I told them that it didn’t matter why they are not in school, but they need to come back. Their futures depended on it. It was a bit awkward because my two escorts were there and the students were nervous to talk about it in front of them knowing it would be the next day’s gossip.

Seeing their hesitation, I pulled the girl aside.

“Are you with child?” I asked.

“Yes, Madame,” she said diverting eyes downward.

“Why have you stopped coming to school?”

“Because it is my first and the other students will laugh at me.”

“Yes, they probably will. But that will stop after a few days. However, you having an education will make your child’s life better. To be a good mother, you need to go to school.”

“Yes,” she said quietly.

I then told her that she could come to me if she needed any help. I would even go to the clinic with her.

They were still uneasy with my presence so I said goodbye and hoped that I would see them soon. On Monday, they promised.

They didn’t come Monday, or the next day or the next day. A full week elapsed and I was positive that they had decided to drop out.

Today was the first day of exams and, although I didn’t need to be there because it was not my day to oversee the test taking, I came to school anyway to finish up preparing my tests and work on a few Peace Corps projects. I was returning from the toilet as the students started to make their way from their classrooms to the testing area.

“Hello, Madame” he said with a giant smile.

At first I failed to recognize my greeter, then I saw him.

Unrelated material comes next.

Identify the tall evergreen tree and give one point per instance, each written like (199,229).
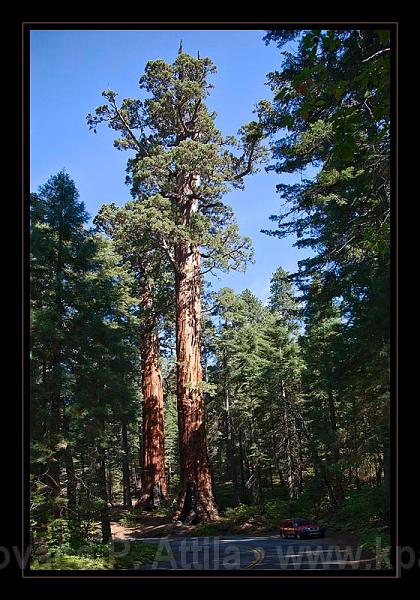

It was the boy. I leaped to give him a hug, screaming, “You are here!”

“Yes, I am here.”

I then asked if the girl was here and he pointed to her. I ran across the school grounds, yelling in delight. The other students started to laugh but pointed her out to me. I gave her a hug.

“I am so happy you are here,” I said.

Typically shy, she said a quiet, “yes” behind a soft smile.

I walked back to the teacher’s room and had to hold back the tears. They came back.

Another teacher told me they arrived yesterday, but I was attending to work in Maseru so did not meet them. They presented a letter of marriage and, although not signed, the principal accepted it and said they could write their exams.

I have no idea if my visit did anything to persuade them but I don’t care. All I care is that they came back. They wanted to finish their schooling and they are. Their story is different and the potential for their happy ending still glows.

In this job of ups and downs, frustration and uselessness, these are the moments that keep pushing your forward. In every essence, they are hope.


3 thoughts on “They are hope

  1. Good for you, Heather. You are so right that it is the seemingly small things which keep all of us going and I feel absolutely certain that your visit to this young woman influenced her decision to return to school. I hope you keep in close contact with her. She needs you in her life.

    • Thanks so much, Judy! I love reading about your and David’s adventures. Hope things are going well for you.